Suddenly she could feel what was going to happen – it was all going to change, in an instant, and would never be the same again.  

But the moment had come, and she couldn’t stop it. 

“You once told me that I didn’t have to prove anything. But Will, that’s not what it’s about. The designing and sewing makes me feel truly alive.  

“Of course I love to have fun, too, like today. And I love everything and everyone back home. I miss my family dreadfully.  

“But creating and expressing myself, trying to go beyond anything I ever thought I could, well, I just can’t turn my back on that.  

“Something inside me would shrivel up if I gave it up, however much I almost wish it didn’t feel that way.” 

“But you could still do your designing and sewing back home. “Surely the Farringtons would want you back, or would set something up for you. The countess would organise something, I’m sure.  

“You could be near your family. And me,” he added quietly. 

“Will.” She felt her throat constrict, and tears threatened.  

“I feel so close to you, and always will. A huge part of me longs to go back. But somehow, after all that’s happened here, and all that I’ve experienced –” 

“It’s that doctor, isn’t it?” he blurted out. “You’re in love with him.” 

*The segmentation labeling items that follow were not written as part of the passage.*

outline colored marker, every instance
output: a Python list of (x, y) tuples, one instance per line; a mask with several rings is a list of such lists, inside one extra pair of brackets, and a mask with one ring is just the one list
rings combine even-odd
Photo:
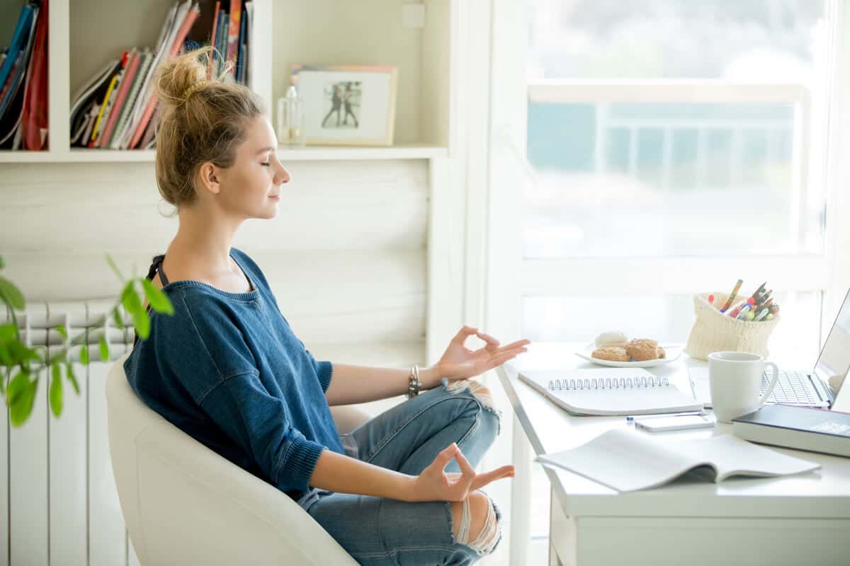
[(737, 318), (738, 320), (744, 320), (745, 318), (746, 318), (746, 313), (750, 312), (750, 310), (751, 308), (752, 307), (751, 307), (749, 305), (745, 305), (744, 306), (741, 307), (740, 313), (737, 317), (735, 317), (735, 318)]
[(743, 284), (744, 284), (744, 280), (739, 279), (738, 283), (735, 283), (734, 289), (732, 289), (732, 294), (730, 294), (729, 298), (726, 300), (726, 303), (723, 305), (723, 308), (720, 309), (721, 312), (725, 312), (730, 306), (732, 306), (732, 301), (735, 300), (735, 297), (738, 295), (738, 291), (740, 290), (741, 285)]

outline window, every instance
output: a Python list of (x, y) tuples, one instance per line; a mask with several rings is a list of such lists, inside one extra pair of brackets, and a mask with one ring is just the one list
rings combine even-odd
[[(620, 329), (683, 343), (694, 293), (767, 280), (785, 319), (771, 350), (812, 363), (833, 267), (834, 3), (524, 8), (522, 31), (494, 37), (489, 316), (537, 341)], [(520, 111), (510, 78), (522, 77)], [(536, 555), (548, 529), (539, 468), (524, 525)]]

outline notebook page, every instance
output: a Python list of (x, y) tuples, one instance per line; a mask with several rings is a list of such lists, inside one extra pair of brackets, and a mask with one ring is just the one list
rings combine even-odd
[(716, 481), (732, 475), (790, 475), (820, 468), (816, 462), (780, 454), (731, 434), (677, 440), (671, 446), (690, 458), (713, 463), (717, 470)]
[[(608, 384), (609, 380), (658, 379), (640, 367), (521, 372), (519, 378), (564, 409), (578, 415), (639, 415), (702, 409), (702, 403), (672, 384), (611, 388)], [(589, 380), (591, 388), (558, 389), (556, 380), (561, 385), (573, 380), (581, 380), (582, 384)], [(556, 382), (553, 389), (548, 389), (551, 382)], [(604, 389), (601, 389), (600, 382), (606, 384)]]
[(570, 412), (585, 415), (647, 415), (702, 409), (702, 403), (686, 396), (675, 385), (555, 390), (549, 395), (563, 401)]
[(629, 429), (614, 429), (577, 448), (538, 456), (555, 465), (619, 491), (665, 484), (694, 467), (692, 455), (668, 449)]

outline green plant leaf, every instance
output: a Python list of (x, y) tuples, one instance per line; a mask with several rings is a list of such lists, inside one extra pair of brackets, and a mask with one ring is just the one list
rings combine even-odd
[(118, 276), (118, 278), (124, 281), (124, 276), (121, 274), (120, 271), (118, 271), (118, 266), (115, 265), (115, 261), (112, 261), (112, 256), (109, 254), (106, 254), (106, 262), (109, 264), (109, 266), (112, 268), (112, 271), (115, 272), (115, 274)]
[(124, 328), (124, 323), (121, 322), (121, 315), (118, 313), (118, 307), (112, 309), (112, 320), (115, 321), (116, 328)]
[(54, 414), (59, 417), (62, 414), (62, 369), (59, 361), (51, 364), (53, 367), (53, 378), (50, 382), (50, 409)]
[(150, 308), (157, 312), (164, 312), (167, 315), (174, 314), (174, 307), (172, 305), (167, 295), (161, 289), (156, 289), (156, 286), (153, 283), (148, 279), (142, 279), (142, 287), (144, 289), (144, 294), (148, 298), (148, 302), (150, 303)]
[(13, 309), (23, 311), (26, 306), (24, 294), (14, 286), (14, 283), (6, 277), (0, 277), (0, 296)]
[(8, 389), (6, 391), (6, 405), (11, 406), (18, 400), (24, 389), (30, 383), (30, 375), (24, 371), (19, 371), (12, 381), (8, 382)]
[(9, 356), (8, 348), (3, 340), (0, 340), (0, 366), (11, 366), (12, 356)]
[(69, 361), (65, 364), (65, 369), (68, 373), (68, 380), (74, 386), (76, 395), (80, 395), (80, 384), (76, 383), (76, 376), (74, 375), (74, 366)]
[(121, 294), (121, 302), (124, 308), (133, 317), (133, 324), (136, 328), (139, 337), (143, 340), (147, 339), (150, 333), (150, 319), (148, 313), (142, 306), (142, 301), (133, 289), (133, 281), (130, 281)]
[(36, 399), (36, 391), (38, 389), (38, 380), (28, 382), (24, 391), (18, 395), (17, 399), (9, 407), (8, 416), (13, 427), (20, 427), (32, 412), (32, 404)]

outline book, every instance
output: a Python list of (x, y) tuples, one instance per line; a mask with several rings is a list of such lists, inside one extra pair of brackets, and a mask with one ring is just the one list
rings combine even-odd
[(12, 70), (12, 64), (18, 60), (18, 53), (26, 41), (26, 34), (30, 32), (35, 12), (36, 7), (33, 5), (27, 4), (20, 8), (20, 15), (14, 26), (12, 42), (6, 52), (6, 58), (3, 59), (3, 64), (0, 64), (0, 85), (6, 84), (9, 72)]
[(133, 48), (130, 50), (128, 55), (127, 69), (124, 71), (125, 76), (122, 79), (121, 90), (118, 91), (112, 113), (110, 115), (109, 120), (106, 122), (106, 127), (104, 130), (103, 136), (100, 137), (98, 147), (109, 147), (110, 142), (112, 138), (112, 133), (115, 131), (116, 124), (117, 124), (118, 118), (122, 115), (126, 106), (125, 101), (127, 100), (127, 94), (130, 91), (130, 87), (133, 85), (133, 79), (135, 79), (136, 70), (139, 68), (139, 61), (140, 59), (139, 52), (135, 48)]
[(139, 100), (139, 93), (141, 90), (142, 82), (153, 59), (154, 54), (149, 48), (145, 48), (144, 53), (141, 54), (139, 69), (133, 78), (133, 85), (130, 87), (130, 92), (127, 95), (127, 102), (121, 111), (121, 115), (118, 117), (118, 125), (116, 126), (116, 132), (112, 135), (112, 139), (109, 143), (110, 148), (112, 149), (126, 149), (124, 144), (126, 143), (130, 118)]
[(666, 378), (640, 367), (520, 372), (519, 378), (575, 415), (645, 415), (703, 408)]
[(48, 120), (48, 2), (39, 8), (36, 39), (30, 57), (26, 76), (26, 92), (21, 116), (21, 137), (24, 147), (31, 151), (43, 149), (47, 144)]
[(850, 457), (850, 414), (837, 411), (766, 405), (733, 418), (732, 434), (761, 444)]
[[(166, 51), (157, 53), (157, 57), (167, 53), (160, 59), (159, 64), (156, 65), (157, 69), (167, 61), (167, 58), (174, 57), (178, 54), (180, 46), (183, 45), (183, 41), (186, 38), (186, 34), (189, 33), (189, 30), (192, 27), (192, 24), (200, 14), (201, 10), (196, 2), (193, 3), (192, 0), (186, 0), (184, 4), (180, 5), (175, 20), (178, 25), (172, 29), (172, 33), (168, 35), (166, 40)], [(150, 121), (150, 117), (153, 115), (154, 107), (156, 105), (157, 99), (152, 88), (150, 90), (150, 97), (147, 100), (147, 105), (144, 107), (144, 110), (136, 126), (133, 138), (130, 140), (129, 148), (135, 148), (139, 145), (139, 142), (144, 133), (148, 123)]]
[(235, 79), (236, 64), (239, 56), (239, 31), (241, 20), (241, 6), (239, 0), (230, 0), (230, 12), (227, 31), (227, 60), (230, 64), (230, 76)]
[(751, 444), (732, 434), (661, 440), (630, 429), (614, 429), (592, 440), (536, 460), (563, 468), (618, 491), (657, 487), (694, 471), (721, 482), (734, 475), (803, 474), (820, 464)]

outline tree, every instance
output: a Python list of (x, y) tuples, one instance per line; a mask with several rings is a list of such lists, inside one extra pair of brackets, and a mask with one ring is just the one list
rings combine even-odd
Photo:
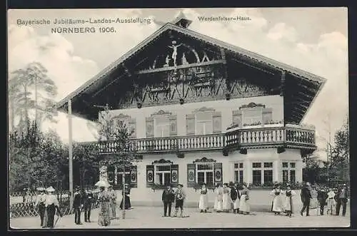
[(330, 178), (337, 183), (349, 182), (349, 129), (348, 120), (335, 133), (329, 166)]
[[(132, 166), (136, 155), (134, 145), (130, 136), (134, 132), (129, 130), (122, 120), (116, 120), (113, 118), (108, 106), (105, 111), (99, 113), (98, 127), (98, 140), (100, 145), (109, 143), (115, 143), (111, 150), (111, 153), (104, 151), (101, 153), (101, 165), (119, 165), (125, 171), (126, 168)], [(125, 186), (125, 175), (122, 178), (123, 191)], [(125, 219), (125, 197), (123, 194), (123, 219)]]
[[(9, 81), (11, 128), (15, 127), (15, 118), (20, 118), (20, 128), (29, 123), (29, 111), (35, 110), (35, 122), (39, 127), (46, 120), (56, 122), (54, 98), (57, 88), (47, 76), (47, 70), (38, 62), (28, 64), (24, 68), (13, 71)], [(34, 100), (31, 98), (34, 90)], [(42, 94), (46, 93), (46, 96)], [(39, 99), (41, 98), (41, 99)]]

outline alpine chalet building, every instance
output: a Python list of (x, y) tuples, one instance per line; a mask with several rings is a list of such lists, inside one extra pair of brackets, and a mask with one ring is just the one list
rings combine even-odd
[[(126, 170), (101, 166), (100, 178), (121, 189), (125, 173), (134, 204), (150, 205), (167, 184), (182, 183), (197, 202), (203, 182), (301, 183), (303, 158), (316, 149), (314, 128), (301, 123), (325, 79), (193, 31), (191, 22), (181, 14), (166, 24), (59, 103), (91, 120), (108, 104), (134, 130), (141, 158)], [(101, 143), (101, 153), (115, 153), (115, 142)]]

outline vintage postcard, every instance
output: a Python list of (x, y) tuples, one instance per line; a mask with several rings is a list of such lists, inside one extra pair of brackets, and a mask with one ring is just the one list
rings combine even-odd
[(11, 228), (349, 227), (347, 11), (9, 9)]

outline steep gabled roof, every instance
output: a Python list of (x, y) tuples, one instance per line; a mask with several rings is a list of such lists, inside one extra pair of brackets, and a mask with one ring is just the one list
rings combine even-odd
[(286, 71), (292, 74), (298, 75), (299, 76), (303, 77), (308, 80), (317, 82), (319, 84), (323, 84), (326, 82), (325, 78), (320, 77), (320, 76), (318, 76), (316, 75), (314, 75), (311, 73), (296, 68), (293, 66), (291, 66), (285, 64), (283, 63), (279, 62), (278, 61), (267, 58), (266, 56), (261, 56), (261, 55), (258, 54), (256, 53), (243, 49), (243, 48), (240, 48), (238, 46), (225, 43), (225, 42), (221, 41), (220, 40), (208, 36), (206, 35), (197, 33), (197, 32), (193, 31), (192, 30), (185, 29), (183, 27), (180, 27), (180, 26), (176, 26), (175, 24), (173, 24), (171, 23), (166, 23), (165, 25), (164, 25), (162, 27), (161, 27), (159, 29), (158, 29), (154, 34), (150, 35), (149, 37), (147, 37), (143, 41), (141, 41), (140, 43), (139, 43), (137, 46), (136, 46), (134, 48), (129, 50), (127, 53), (126, 53), (122, 56), (121, 56), (118, 60), (116, 60), (114, 62), (113, 62), (112, 63), (111, 63), (109, 66), (107, 66), (106, 68), (104, 68), (103, 71), (101, 71), (99, 73), (98, 73), (97, 75), (94, 76), (92, 78), (91, 78), (87, 82), (86, 82), (84, 84), (83, 84), (81, 86), (80, 86), (76, 90), (75, 90), (72, 93), (69, 94), (67, 96), (66, 96), (64, 99), (62, 99), (61, 101), (59, 101), (57, 103), (56, 107), (59, 109), (64, 109), (65, 105), (69, 100), (72, 99), (74, 97), (77, 96), (81, 93), (84, 91), (87, 88), (89, 88), (92, 84), (94, 84), (95, 82), (104, 78), (106, 76), (107, 76), (111, 72), (112, 72), (116, 68), (117, 68), (118, 66), (119, 66), (121, 63), (124, 63), (126, 59), (128, 59), (131, 56), (134, 56), (138, 51), (139, 51), (144, 46), (147, 45), (149, 43), (150, 43), (151, 41), (154, 40), (156, 38), (159, 36), (162, 33), (165, 32), (167, 30), (176, 31), (177, 32), (181, 33), (183, 34), (186, 34), (186, 35), (189, 36), (191, 37), (196, 38), (198, 40), (204, 41), (206, 42), (208, 42), (209, 43), (218, 46), (223, 48), (226, 48), (227, 50), (232, 51), (236, 53), (241, 54), (242, 56), (248, 57), (252, 60), (258, 61), (261, 63), (264, 63), (268, 66), (271, 66), (271, 67), (274, 67), (274, 68), (278, 68), (281, 70)]

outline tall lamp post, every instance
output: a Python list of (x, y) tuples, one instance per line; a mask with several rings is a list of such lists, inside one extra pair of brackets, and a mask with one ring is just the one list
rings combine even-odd
[(69, 207), (73, 205), (73, 153), (72, 153), (72, 104), (68, 101), (68, 128), (69, 128)]

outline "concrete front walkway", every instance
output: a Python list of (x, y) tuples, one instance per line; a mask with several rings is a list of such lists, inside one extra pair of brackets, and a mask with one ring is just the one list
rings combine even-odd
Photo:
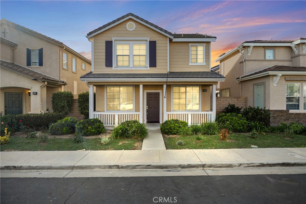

“No, that’s not true.” She took a breath, questioning herself for a moment. “But there’s so much possibility here. It’s all so new and on the brink of change. 

“Somehow, I’ve come to realise that I can’t be who I truly am, unless I can sail along with it.”   

As she spoke the words, she knew it was the truth. 

She looked into his eyes, the memories of all they had been to each other flowing between them in an unspoken bond. A love that would always be, and yet could never be.  

“I have to stay, Will.” 

They looked at each other, eyes glistening with unshed tears as he gathered her up once more, holding her to him for what they knew would be the last time. 

“I know, Em. I think I’ve always known. It’s the right thing.” 

“Thank you. That is most kind.” Lady Farrington took the teacup and saucer from the young woman. 

“That’s grand, Ruby,” the man said. “Aren’t you going to join us?” 

“No, Dad. I’d best get on,” she said cheerfully. “A pleasure to meet you, Lady Farrington.” 

“And you, Miss Dickson.” 

Silence filled the little room, and Lady Farrington cast her eyes round, taking in the simplicity and spotlessness, the window ledge lit up with a jug of sunflowers. 

“I realise this is most unusual, Mr Dickson, but as I said, it is of the utmost importance.” 

“Yes, I do understand, my lady. Your letter explained it all. But I’m not sure what to say. It was hard to get the measure of Lord Bracken. Changeable, he was, suddenly going off to Africa like that.”  

He shook his head.  

“I was always concerned for Lady Bracken, such a good, kind lady. If he did come back with diamonds, well, she never saw them. He left her in a sorry state.  

“I did what I could for her, right to the end. And the boy, Robert. Nice enough lad, but couldn’t settle, somehow. Good to know he’s married.  

“How’s the young gardener getting on?” 

“I’m not sure, Mr Dickson. It was good of you and Mr Mott to arrange the job for Ben. He married my daughter-in-law’s maid.”  

She stopped herself, knowing she must make the most of the visit.